- Born: 1893 Odesa, Ukraine
- Died: 1993 (aged 99–100)
- Education: Kunstgewerbeschule
- Known for: Enamel

= Harold Tishler =

Ukrainian artist

Harold Tishler (1893-1993) was an artist.

==Biography==
Tishler was born in Odesa, Ukraine, which was then part of the Empire of Russia. He studied art in high school and in 1910 began to study Engineering at the University of Grenoble. He moved to New York in 1913 and later joined the Army from 1917 to 1922. He was exposed to cloisonné in Hong Kong which stoked a lifelong career in the art of enameling.

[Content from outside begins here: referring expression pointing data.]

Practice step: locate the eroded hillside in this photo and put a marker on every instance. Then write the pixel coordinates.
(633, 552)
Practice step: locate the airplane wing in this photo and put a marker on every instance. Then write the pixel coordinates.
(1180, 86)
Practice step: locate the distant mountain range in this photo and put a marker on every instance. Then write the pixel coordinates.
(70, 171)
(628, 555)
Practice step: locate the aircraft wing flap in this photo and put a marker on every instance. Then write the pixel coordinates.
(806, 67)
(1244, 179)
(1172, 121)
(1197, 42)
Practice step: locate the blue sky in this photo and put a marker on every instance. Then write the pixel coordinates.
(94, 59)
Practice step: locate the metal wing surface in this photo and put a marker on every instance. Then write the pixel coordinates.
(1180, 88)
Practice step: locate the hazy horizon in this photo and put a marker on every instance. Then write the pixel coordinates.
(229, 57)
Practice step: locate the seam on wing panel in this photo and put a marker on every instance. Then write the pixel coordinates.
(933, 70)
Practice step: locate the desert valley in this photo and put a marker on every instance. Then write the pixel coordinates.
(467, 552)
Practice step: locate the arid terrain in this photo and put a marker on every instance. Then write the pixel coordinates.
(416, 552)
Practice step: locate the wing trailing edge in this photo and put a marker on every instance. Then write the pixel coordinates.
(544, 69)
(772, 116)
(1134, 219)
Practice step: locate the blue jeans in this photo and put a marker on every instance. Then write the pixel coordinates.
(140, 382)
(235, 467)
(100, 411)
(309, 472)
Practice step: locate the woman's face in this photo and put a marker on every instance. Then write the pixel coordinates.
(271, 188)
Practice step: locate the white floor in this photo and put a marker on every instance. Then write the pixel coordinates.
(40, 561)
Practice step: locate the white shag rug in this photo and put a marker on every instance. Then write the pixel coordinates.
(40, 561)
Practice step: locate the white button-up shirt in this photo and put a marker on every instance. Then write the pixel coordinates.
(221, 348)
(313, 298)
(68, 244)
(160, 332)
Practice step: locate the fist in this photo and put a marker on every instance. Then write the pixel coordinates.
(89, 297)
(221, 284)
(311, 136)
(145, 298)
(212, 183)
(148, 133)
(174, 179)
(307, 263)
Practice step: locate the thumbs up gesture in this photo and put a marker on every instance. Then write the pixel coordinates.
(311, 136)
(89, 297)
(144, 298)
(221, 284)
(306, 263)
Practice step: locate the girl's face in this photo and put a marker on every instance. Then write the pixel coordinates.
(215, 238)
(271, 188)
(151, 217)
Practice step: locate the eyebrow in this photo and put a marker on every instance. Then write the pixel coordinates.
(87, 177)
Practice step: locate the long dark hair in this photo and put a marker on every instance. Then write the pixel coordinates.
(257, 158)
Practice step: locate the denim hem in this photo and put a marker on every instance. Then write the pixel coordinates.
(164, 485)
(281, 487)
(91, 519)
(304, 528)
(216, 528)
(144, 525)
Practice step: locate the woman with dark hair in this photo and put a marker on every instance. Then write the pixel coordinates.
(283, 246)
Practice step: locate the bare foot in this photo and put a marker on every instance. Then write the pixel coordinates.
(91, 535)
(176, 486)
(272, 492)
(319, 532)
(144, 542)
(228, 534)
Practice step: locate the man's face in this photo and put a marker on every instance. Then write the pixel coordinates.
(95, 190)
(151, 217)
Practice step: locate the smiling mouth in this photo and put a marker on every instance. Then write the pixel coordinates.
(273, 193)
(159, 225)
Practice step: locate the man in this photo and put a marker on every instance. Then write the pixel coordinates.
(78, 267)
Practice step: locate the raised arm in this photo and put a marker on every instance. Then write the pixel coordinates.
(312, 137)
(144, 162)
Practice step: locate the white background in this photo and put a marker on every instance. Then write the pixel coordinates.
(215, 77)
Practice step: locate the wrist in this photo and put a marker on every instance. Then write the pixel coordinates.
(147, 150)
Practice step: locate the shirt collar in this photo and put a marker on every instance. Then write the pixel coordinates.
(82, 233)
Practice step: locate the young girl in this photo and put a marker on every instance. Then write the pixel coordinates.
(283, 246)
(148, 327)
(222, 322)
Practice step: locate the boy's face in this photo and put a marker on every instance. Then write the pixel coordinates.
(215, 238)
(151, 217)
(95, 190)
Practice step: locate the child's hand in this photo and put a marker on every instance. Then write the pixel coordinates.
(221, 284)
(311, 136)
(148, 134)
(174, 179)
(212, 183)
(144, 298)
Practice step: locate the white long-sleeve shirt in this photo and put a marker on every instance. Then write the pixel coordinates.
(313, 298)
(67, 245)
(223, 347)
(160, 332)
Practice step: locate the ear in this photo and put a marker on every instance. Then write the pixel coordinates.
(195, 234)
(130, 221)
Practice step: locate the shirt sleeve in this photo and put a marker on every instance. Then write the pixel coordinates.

Tishler spent 1927 to 1932, in Vienna to study at the Kunstgewerbeschule. During his time in Vienna he studied with Michael Powolny and Josef Hoffmann as well as Edward Winter. Harold returned to New York in 1932 and produced high end goods and teach at the New School for Social Research. In 1935 Tishler visited Winter in Cleveland and was introduced to Winter’s enameling method, where the metal is dipped into liquid enamel leading to a more uniform coating. Tishler moved with his wife Sadye to Florida in 1969. He began to focus on fauna and flora over he is previous abstract work. He continued to work in enamel until is death in 1993.